The One-Handed Touch Screen Keyboard

Doug Engelbart’s Chorded Keyboard as a Multi-touch Interface from Teague Labs on Vimeo.

As the devices we find ourselves typing on get smaller, a one-handed keyboard is becoming more relevant. Most people don’t realize the idea began in the late 60’s, during Douglas Engelbart’s presentation introducing futuristic ideas like the computer mouse, hypertext, and video conferencing.
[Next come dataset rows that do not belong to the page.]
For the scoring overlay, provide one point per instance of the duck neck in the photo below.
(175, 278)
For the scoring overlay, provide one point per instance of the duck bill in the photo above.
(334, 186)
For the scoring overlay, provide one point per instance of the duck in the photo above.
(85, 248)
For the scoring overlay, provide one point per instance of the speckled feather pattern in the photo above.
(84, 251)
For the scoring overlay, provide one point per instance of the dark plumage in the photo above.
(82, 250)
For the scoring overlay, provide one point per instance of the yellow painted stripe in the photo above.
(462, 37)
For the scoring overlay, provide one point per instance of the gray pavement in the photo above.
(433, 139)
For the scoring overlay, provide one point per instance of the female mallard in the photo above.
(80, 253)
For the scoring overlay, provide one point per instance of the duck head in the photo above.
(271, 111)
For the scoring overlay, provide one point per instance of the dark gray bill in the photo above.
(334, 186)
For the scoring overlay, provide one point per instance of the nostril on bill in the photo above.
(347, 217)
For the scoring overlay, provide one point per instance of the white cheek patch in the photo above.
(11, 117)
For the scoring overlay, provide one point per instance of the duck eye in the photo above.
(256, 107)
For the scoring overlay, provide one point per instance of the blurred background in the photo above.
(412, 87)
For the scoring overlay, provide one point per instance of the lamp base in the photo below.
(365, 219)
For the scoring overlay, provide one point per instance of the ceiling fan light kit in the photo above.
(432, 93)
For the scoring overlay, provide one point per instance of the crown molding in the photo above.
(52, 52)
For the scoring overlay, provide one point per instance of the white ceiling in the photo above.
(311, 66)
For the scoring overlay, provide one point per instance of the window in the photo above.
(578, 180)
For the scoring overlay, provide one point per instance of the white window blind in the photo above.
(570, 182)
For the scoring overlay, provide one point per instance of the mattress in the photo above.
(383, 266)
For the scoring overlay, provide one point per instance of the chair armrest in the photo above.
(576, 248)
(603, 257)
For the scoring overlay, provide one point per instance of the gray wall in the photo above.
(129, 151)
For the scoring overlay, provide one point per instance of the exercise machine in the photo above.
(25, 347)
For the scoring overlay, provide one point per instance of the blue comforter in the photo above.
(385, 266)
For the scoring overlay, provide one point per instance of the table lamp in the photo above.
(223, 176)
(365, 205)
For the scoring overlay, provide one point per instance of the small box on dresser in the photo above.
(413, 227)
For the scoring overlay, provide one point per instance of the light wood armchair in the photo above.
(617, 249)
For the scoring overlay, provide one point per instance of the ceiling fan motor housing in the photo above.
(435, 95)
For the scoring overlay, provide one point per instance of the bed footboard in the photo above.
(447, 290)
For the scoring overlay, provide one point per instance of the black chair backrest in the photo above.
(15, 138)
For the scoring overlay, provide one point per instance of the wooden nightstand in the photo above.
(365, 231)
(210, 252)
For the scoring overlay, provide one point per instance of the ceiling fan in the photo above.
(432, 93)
The one-handed keyboard fell through the cracks, until now.

Adam Kumpf, from Teague Labs, laments that “our ability to input information into computers (and to others via the Internet) is currently limited by our interfaces.” So he rebuilt the chorded keyboard for touch-screen devices. (You can demo it for yourself right here in iOS or Android.)

“I remember hearing Doug Engelbart give a talk a few years ago at MIT and discuss his disappointment that the chorded keyboard was quickly overlooked after his 1968 demo of the NLS,” Kumpf tells us. “There have been many variations on his one-handed keyboard since by researchers and hackers alike, but the specialized hardware and steep learning curve has kept it from being accessible to most of the world.”

The original chorded keyboard was an unlabeled box of five skinny buttons–an approachable but quietly complex design that would be several times harder to decipher than an unlabeled QWERTY keyboard.